Takeda Nobutake (武田信武)
Nobutake TAKEDA was a busho (Japanese military commander) in the period of the Northern and Southern Courts in Japan. He was born in the Nobutoki-lineage Takeda clan started from Nobutoki, a son of Nobumasa TAKEDA. He was the tenth family head of Takeda clan, Kai Province. According to ''Kai koku shi'' (Records of Kai Province), it is described that his wife was a niece of Takauji ASHIKAGA with reference to '生山系図'. He was also appointed to hikitsukeshu (Coadjustor of the High Court) of the Muromachi bakufu.
Brief Personal History
Nobutake became the family head, taking over his father Nobumune. He was Aki no kuni shugo (the provincial constable of Aki Province). Reponding to the request for the military power by Takauji ASHIKAGA who had defected from Emperor Godaigo's Kenmu government established after the fall of the Kamakura bakufu, Nobutake raised an army in 1335 and offended Yano-jo Castle (Hiroshima City) which was the headquarters of Rengaku KUMAGAI who hoisted the opposition banner. He went up to Kyoto in the next year and joined the power of Ashikaga to fight against the court's side mainly in Kinai region (the five capital provinces surrounding the ancient capitals of Nara and Kyoto). He played an active role in the military action mainly in Saigoku (western part of Japan), and made an effort to calm down Aki Province.
In the later Kamakura period, a branch family of the Isawa-lineage Takeda clan, having a connection with the Tokuso Family of Hojo clan, inherited Kai no Shugo (the provincial constable of Kai Province) instead of the Nobutoki-lineage Takeda clan who had transferred the headquarters as Aki no Shugo. Masayoshi TAKEDA joined the Kenmu government and was certified as Kai no Shugo, but died in a battle field in 1343. Nobutake strengthened the intervention in Kai Province after Masayoshi died. There are some historical materials showing his relation to Kai Province such as the donation to Ichiren-ji Temple in 1346 and the like. A historical material that shows his appointment as Kai no Shugo amid the Kanno Disturbance which broke out due to the conflict between shogun Takauji and his younger brother Tadayoshi ASHIKAGA, implicates Nobutake's entrance into Kai Province to hunt down and kill Tadayoshi.

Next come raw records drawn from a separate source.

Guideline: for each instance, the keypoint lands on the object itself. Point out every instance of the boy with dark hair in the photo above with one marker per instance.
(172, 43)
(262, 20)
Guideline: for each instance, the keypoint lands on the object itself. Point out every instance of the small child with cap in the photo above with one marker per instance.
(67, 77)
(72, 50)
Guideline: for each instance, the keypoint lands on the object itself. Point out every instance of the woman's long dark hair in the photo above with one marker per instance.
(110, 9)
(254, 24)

Takauji strongly trusted Nobutake; in Takauji's plan to construct Tenryu-ji Temple, Nobutake cooperated in the construction together with Ogasawara clan who was Shinano Shugo. He died in 1359 according to the ihai (Buddhist mortuary tablet) in Hosen-ji Temple in Kofu City. According to a family register of deaths of Ichiren-ji Temple or Ketsuo Zeei Goroku (sayings), he died in 1362. Nobutake died in the next year and his son Nobunari TAKEDA took over; Nobutake's second son Ujinobu inherited Aki Shugo.
Nobutake was an educated man and good at Waka (Japanese poetry); his masterpieces are included in "Shin-senzai Wakashu" (New Collection of Japanese Poems of a Thousand Years).